If you can’t confidently answer “yes” to all three, you don’t have a strategy problem. You have an execution problem.
1. Competency: Can your people actually do the improvement work?
Not “do they have the intention” or “have they been on a course.” Can they actually do it? Do they have a structured method for identifying root causes, testing changes, and measuring impact? Are they being coached through it by someone experienced, with regular feedback?
Improvement is a skill. And like any skill, it requires deliberate practice with expert feedback — what Mike Rother calls the “Improvement Kata.” Most NHS improvement asks people to learn by doing, without the coaching infrastructure to make that learning effective. The result is a well-intentioned activity that doesn’t reliably produce results.
Feel like you're always doing improvement programmes on the same problem? That might be a sign to stop and reflect.
2. Organisation: Does your infrastructure make the right thing easy?
Are your governance structures, data systems, team configurations, and physical spaces set up to support the new way of working? Or are you asking people to operate a new process within an old structure?
This is the structural change question. If you want discharge to work differently, it’s not enough to change the checklist. You need to change the artefacts. You need co-located MDTs, real-time NCTR data visible at the point of care, and governance that connects acute and community decision-making daily — not monthly.
3. Leadership: Are your leaders solving the right problems at the point of delivery?
Reviewing performance data three weeks after the fact in a board meeting isn't this. Being present at the gemba — on the wards, in the A&E, at board rounds — seeing how the system actually operates and where it breaks down.
The RCP found that 72% of resident doctors cited staffing gaps as the biggest impact on their wellbeing. You don’t understand that from a boardroom. You understand it by being present. And when leaders are present, they see opportunities to remove barriers, coach their teams, and make decisions at pace. And they see the impact on patients and their staff of the problems everyone knows about, but no one really wants to face up to.
If your answer to any of these three is “no” or “sort of,” the good news is that the problem is identifiable and fixable. The bad news is that no strategy, however brilliant, will compensate for the gap.
What this means for 2026 and beyond
The MTPF asks systems to deliver three simultaneous shifts — hospital to community, analogue to digital, sickness to prevention — within a tight financial envelope.
The King's Fund asks where leaders will find the bandwidth.

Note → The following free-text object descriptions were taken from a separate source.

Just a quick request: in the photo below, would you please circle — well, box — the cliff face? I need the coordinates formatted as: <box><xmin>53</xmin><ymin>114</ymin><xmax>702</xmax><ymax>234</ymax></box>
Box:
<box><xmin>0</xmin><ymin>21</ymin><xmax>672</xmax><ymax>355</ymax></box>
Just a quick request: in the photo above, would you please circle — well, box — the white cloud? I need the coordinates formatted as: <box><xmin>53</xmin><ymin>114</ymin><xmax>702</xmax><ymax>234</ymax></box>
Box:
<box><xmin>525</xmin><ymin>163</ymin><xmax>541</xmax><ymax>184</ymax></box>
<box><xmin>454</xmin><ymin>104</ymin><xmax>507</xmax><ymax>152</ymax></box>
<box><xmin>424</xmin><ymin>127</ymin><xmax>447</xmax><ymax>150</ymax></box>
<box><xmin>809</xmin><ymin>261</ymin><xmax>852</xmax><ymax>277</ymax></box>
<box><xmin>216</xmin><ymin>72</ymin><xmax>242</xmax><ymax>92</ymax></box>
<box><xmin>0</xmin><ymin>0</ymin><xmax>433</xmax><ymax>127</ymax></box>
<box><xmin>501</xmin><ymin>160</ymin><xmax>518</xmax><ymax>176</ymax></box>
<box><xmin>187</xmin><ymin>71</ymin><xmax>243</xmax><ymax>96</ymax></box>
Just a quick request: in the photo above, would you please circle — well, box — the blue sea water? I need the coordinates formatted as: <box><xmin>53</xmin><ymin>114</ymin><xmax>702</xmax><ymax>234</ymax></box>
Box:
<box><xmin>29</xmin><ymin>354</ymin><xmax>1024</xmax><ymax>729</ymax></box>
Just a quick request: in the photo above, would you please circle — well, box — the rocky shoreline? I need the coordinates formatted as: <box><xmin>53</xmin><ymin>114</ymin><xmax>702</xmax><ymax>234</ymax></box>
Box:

I’d frame it differently. The question isn’t just bandwidth. It’s whether we’re prepared to change the way we approach improvement itself. Fewer strategies, executed with rigour. Honest diagnosis before action. Structural change alongside process change. Sustained coaching through implementation. And data that drives daily decisions, not monthly reports.
It's easy to blame 'people above you' for not being able to work like that. But everyone has agency and the ability to make some decisions, whether you're on the front line or in the boardroom. The climate you work in is influenced by outside factors and people, but you also have more control than you think you do.
Putting it bluntly
Strategies, plans, and slide decks make no difference to patients or the front line.
A great plan without execution is wasted effort.
A focused plan, executed brilliantly, that shifts behaviours, upskills leaders, and builds execution infrastructure, is the start of a new chapter.
The NHS wasn’t designed for the demands of modern healthcare. We all know that. But redesigning it doesn’t require another strategy. It requires the courage, discipline, and infrastructure to execute the ones we already have.